It can be seen from the above embodiments that, the method and system for eliminating reverberation calculates the voice time-frequency probability of a voice signal by introducing voice time-frequency probability detection on the voice signal during the process of eliminating reverberation, and performs adaptive update adjustment operation on a filter used in reverberation elimination processing according to the voice time-frequency probability, wherein most of noise in the voice signal can be excluded by calculating the voice time-frequency probability of the voice signal, so that when the filter is adjusted according to the voice time-frequency probability, the probability of update error of the filter can be effectively reduced, and meanwhile, since most of noise in the voice signal is excluded, non-voice data does not participate in subsequent confusion elimination calculation, which can greatly reduce the calculation frequency of the filter and reduce the calculation amount of eliminating reverberation, thereby facilitating large-scale compression of the calculated amount of the reverberation elimination and improving the applicability of the reverberation elimination algorithm in different types of processors.

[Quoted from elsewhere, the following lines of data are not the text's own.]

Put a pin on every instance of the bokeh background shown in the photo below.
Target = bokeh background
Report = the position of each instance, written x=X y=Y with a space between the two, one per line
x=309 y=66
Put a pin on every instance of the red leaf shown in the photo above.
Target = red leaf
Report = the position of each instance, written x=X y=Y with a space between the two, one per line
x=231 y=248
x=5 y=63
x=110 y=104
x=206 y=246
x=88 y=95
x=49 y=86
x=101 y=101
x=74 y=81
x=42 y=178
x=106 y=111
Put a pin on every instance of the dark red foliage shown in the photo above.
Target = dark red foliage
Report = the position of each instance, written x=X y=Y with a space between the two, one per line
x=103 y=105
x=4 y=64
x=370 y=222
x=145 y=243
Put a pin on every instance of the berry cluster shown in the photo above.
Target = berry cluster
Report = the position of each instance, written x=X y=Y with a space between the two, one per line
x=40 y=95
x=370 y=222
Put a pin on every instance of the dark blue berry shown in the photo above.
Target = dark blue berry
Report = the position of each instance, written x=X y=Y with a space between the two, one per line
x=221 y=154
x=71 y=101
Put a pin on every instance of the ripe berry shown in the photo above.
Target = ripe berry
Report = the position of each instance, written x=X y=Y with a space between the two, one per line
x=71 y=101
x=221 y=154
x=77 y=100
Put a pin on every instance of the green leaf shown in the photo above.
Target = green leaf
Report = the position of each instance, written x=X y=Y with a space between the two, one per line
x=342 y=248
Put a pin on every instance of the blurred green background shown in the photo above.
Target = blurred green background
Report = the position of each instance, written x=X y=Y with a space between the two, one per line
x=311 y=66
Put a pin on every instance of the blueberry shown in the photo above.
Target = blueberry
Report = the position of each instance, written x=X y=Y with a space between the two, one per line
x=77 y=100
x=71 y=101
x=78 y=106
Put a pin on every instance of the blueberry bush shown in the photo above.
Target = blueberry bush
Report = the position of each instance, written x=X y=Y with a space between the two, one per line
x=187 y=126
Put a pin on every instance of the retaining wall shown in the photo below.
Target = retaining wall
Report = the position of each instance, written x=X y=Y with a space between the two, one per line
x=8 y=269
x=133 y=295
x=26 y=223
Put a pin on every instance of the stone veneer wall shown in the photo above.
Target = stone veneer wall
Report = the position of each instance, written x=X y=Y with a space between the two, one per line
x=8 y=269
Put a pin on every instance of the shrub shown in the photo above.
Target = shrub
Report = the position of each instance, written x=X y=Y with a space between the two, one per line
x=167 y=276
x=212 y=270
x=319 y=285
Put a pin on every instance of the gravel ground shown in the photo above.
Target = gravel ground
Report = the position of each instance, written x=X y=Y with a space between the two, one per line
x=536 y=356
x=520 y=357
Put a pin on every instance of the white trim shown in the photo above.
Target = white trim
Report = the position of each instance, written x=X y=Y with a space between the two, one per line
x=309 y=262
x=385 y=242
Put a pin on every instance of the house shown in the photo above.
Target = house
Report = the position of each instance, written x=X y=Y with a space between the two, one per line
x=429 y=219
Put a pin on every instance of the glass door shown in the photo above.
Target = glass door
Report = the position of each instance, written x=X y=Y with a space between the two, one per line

It will be apparent to those skilled in the art that various changes and modifications may be made in the present invention without departing from the spirit and scope of the invention. Thus, if such modifications and variations of the present invention fall within the scope of the claims of the present invention and their equivalents, the present invention is also intended to include such modifications and variations.

Claims (4)

1. A method of cancelling reverberation, comprising the steps of:
the method comprises the following steps that (1) target voice signals are preprocessed, and voice time-frequency probability corresponding to the preprocessed target voice signals is obtained;
the step (1) specifically comprises:
a step (101) of performing late reverberation suppression processing on the target speech signal to eliminate late reverberation components in the target speech signal;
step (102), performing speech time-frequency probability calculation processing on the target speech signal after the late reverberation suppression processing to obtain the speech time-frequency probability, wherein the speech time-frequency probability calculation processing is realized by a deep learning model, and the construction process of the deep learning model comprises,
s1, mixing clean voice data X and noise data n to obtain noisy voice data Y, and decomposing each frame of clean voice signal of the clean voice data X and each frame of mixed voice signal of the noisy voice data Y into a frequency domain to respectively obtain corresponding clean voice frequency domain data X and noisy voice frequency domain data Y;
s2, for the clean voice frequency domain data X and the noisy voice frequency domain data Y, calculating a probability value p (k) = abs (Y (k))/abs (X (k)) corresponding to the noisy voice frequency domain data Y at each frequency point k relative to the clean voice frequency domain data X, where abs (X (k)) is a probability value of the clean voice frequency domain data X for each frequency point k, and abs (Y (k)) is a probability value of the noisy voice frequency domain data Y for each frequency point k;
s3, constructing and obtaining the deep learning model according to all probability values of the noisy speech frequency domain data Y corresponding to the clean speech frequency domain data X at each frequency point k;
step (2), according to the voice time-frequency probability, adjusting the filtering processing acted on the target voice signal;
the step (2) specifically comprises:
step (201), according to the voice time-frequency probability, judging the available state of each of a plurality of frames of voice data corresponding to the target voice signal;
the step (201) specifically comprises:
step (2011), comparing the voice time-frequency probability with a preset probability threshold value, and judging the available state of each frame of voice data in the target voice signal according to the comparison result;
step (2022), if the voice time-frequency probability is greater than the preset probability threshold value, determining that the corresponding frame voice data in the target voice signal is in an available state;
step (2023), if the voice time-frequency probability is less than or equal to the preset probability threshold value, determining that the corresponding frame voice data in the target voice signal is in an unavailable state;
step (202), determining a data buffer evaluation value of a FIFO data buffer area corresponding to each frame of voice data according to the available state judgment result of each frame of voice data in the target voice signal;
the step (202) specifically comprises:
step (2021), determining the data storage state of all the frame voice data in the available state in the target voice signal in the FIFO data buffer area according to the available state judgment result;
step (2022), determining a data buffer evaluation value corresponding to each frame of voice data in the available state according to the data storage state of all the frames of voice data in the available state in the FIFO data buffer area;
a step (203) of determining whether to adjust the filtering process according to the data buffer evaluation value;
the step (203) specifically includes:
step (2031) of comparing the data buffer evaluation value with a preset evaluation threshold value, and determining whether to update the filtering process according to the result of the comparison process;
step (2032) of updating the filtering process if the data buffer evaluation value exceeds the preset evaluation threshold value;
step (2033), if the data buffer evaluation value does not exceed the preset evaluation threshold value, the filtering process is not updated;
and (3) according to the adjusted filtering processing, suppressing reverberation components existing in the voice array data corresponding to the target voice signal.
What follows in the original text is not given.